Mar­ti­na: Das In­ter­net spiel­te noch nicht die Rol­le von heu­te, und so nutz­ten wir un­se­re Post-Tour auch zur Wei­ter­ga­be von Neu­ig­kei­ten und für per­sön­li­che Absprachen.

Jef­frey: Bald ka­men di­ver­se Lie­fer-Fahr­ten hin­zu, auf de­nen wir un­ter an­de­rem von Frie­sen ge­fer­tig­te Licht­ma­schi­nen und An­las­ser an KFZ-Tei­le 24 nach Ber­lin aus­lie­fer­ten. Zu Best­zei­ten wa­ren wir mit Jür­gen, Mar­ti­na, Ka­rin, Hen­drik, Kat­ja und Rosi sechs Stamm­fah­rer, al­le­samt Werkstatt-Beschäftigte.

Mar­ti­na: Wir wa­ren uns im­mer ei­nig, wer was fährt. Ich zum Bei­spiel be­lie­fer­te gern Ber­lin, ge­nau wie Rosi Kab­zinski und Kat­ja Ni­ckel. Jür­gen Wolf, auf dem Foto links zu se­hen, trans­por­tier­te das Mit­tag­essen von der Haupt­werk­statt in den Hei­de­ring und zu un­se­rer Au­ßen­stel­le in Schmach­ten­ha­gen. Nicht lan­ge, da chauf­fier­ten wir auch Be­schäf­tig­te und Mitarbeiter.

Die ers­te Zeit hat­te un­se­re Trup­pe nur hin­ter der Ga­ra­ge ein klei­nes Räum­chen. Woll­ten wir uns zwi­schen zwei Fahr­ten mit Jef­frey ab­stim­men, lie­fen wir zu­meist ne­ben ihm her, weil er auch für vie­le an­de­re ein ge­frag­ter Ge­sprächs­part­ner war.

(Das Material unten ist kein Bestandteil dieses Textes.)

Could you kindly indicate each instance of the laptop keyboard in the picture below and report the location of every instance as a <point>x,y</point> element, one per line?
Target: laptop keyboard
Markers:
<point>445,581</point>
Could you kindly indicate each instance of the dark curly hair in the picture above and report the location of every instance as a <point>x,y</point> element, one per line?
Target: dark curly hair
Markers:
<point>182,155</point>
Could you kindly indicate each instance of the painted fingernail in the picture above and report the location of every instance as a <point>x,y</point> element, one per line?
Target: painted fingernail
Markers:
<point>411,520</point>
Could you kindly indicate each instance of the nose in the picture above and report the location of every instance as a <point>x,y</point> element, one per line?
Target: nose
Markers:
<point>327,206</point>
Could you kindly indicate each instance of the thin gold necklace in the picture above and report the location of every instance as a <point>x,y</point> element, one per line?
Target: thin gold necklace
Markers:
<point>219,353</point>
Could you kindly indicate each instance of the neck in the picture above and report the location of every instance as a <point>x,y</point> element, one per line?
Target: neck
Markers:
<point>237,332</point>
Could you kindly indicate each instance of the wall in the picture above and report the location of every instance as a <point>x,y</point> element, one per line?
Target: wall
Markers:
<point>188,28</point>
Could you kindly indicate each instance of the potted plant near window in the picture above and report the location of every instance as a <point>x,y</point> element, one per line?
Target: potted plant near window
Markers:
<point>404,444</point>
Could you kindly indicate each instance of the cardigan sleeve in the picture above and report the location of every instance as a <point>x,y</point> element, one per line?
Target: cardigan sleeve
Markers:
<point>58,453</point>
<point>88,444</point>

Ein Ohr am Te­le­fon, das an­de­re für uns, ti­ger­te er übers Ge­län­de, und du muss­test schnell mit­krie­gen, was als nächs­tes wie zu tun ist.

Jef­frey: Zwi­schen­durch ab­sol­vier­te ich eine son­der­päd­ago­gi­sche Zu­satz-Qua­li­fi­zie­rung. Als ich dort von al­le­dem er­zähl­te, sa­hen mich die an­de­ren Lehr­gangs­teil­neh­mer mit gro­ßen Au­gen an: „Eine Fah­rer­grup­pe aus Be­schäf­tig­ten – und das funktioniert?“

Ja klar!“ Da wa­ren sie auf ein­mal alle ganz still und staun­ten. So­weit ich weiß, sind wir bis heu­te weit und breit die ein­zi­ge Werk­statt, bei der Be­schäf­tig­te eine sol­che Ver­ant­wor­tung über­neh­men – seit nun­mehr an­dert­halb Jahrzehnten!